The challenge, if we think more broadly about AI, is that we don’t exactly know how the contact-with-reality scenario will play out. We don’t know what issues it may bring up. There might need to be regulation; there probably needs to be guardrails put around it. That’s more about the application of the technology and how we program the software, as opposed to issues with the hardware per se.
What potential use cases are you watching?
You can already envisage how a lot of this could be used. If you can distill the sum total of the internet into a bunch of vectors, you can basically do that for anything. You can do this for music. You can do this for proteins, so you could use AI for protein engineering. You could do this for enzymes. You could ensure that certain crops will grow better. You could generate healthcare solutions. There definitely are things that, with a bit of imagination, could be pretty interesting and easy to access.
Further work is clearly required, but clearly there are enterprises looking at ways of leveraging AI to control cost in multiple domains.
How will the best uses be sorted out?
Investors are keen to see that there is a return. Some companies have a sensible plan as to what can be done with this technology and a clear idea about how they will get a return on investment. I think investors are happy with that. Some other companies have just said they’re spending money on AI, up to several billion dollars, and the stocks have been selling off.
We caution in the report that we need to ensure that these use cases are coming through.
Your report cites the potential for a trillion dollars of investment. What is the timeframe?
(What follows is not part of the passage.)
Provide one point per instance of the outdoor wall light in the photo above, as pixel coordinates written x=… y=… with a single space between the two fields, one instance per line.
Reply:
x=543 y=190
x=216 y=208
Over the next handful of years, I would say. The $200 billion this year is supposed to actually go up. It’s not one-off for this year. Obviously, we have to see how these use cases take off. Can we really engineer proteins? Can we really use AI to advance carbon capture? Can enterprises truly leverage it to save meaningful cost or drive substantial productivity gains?
Several semiconductor players are forecasting extraordinary AI-related revenue growth and by implication extremely large capex plans. Clearly some of the most important technologists on the planet are of the view that this is something which has got a lot of momentum for the next few years. But in our report, we look out to 2030. If we don’t see the return on investment in that timeframe, that could suggest a more bearish scenario.
How does that affect the outlook for European chip companies overall?
We have constructed long-term scenarios for a slate of European companies. For a number of them, we can see a double-digit boost to long-term earnings — certainly for some of the semiconductor equipment names. Again, that assumes some of the more positive scenarios for AI adoption. There is going to be a need for a lot more parallel processing, a lot more high-bandwidth memory. And a lot of these equipment players here in Europe are indispensable in that arena.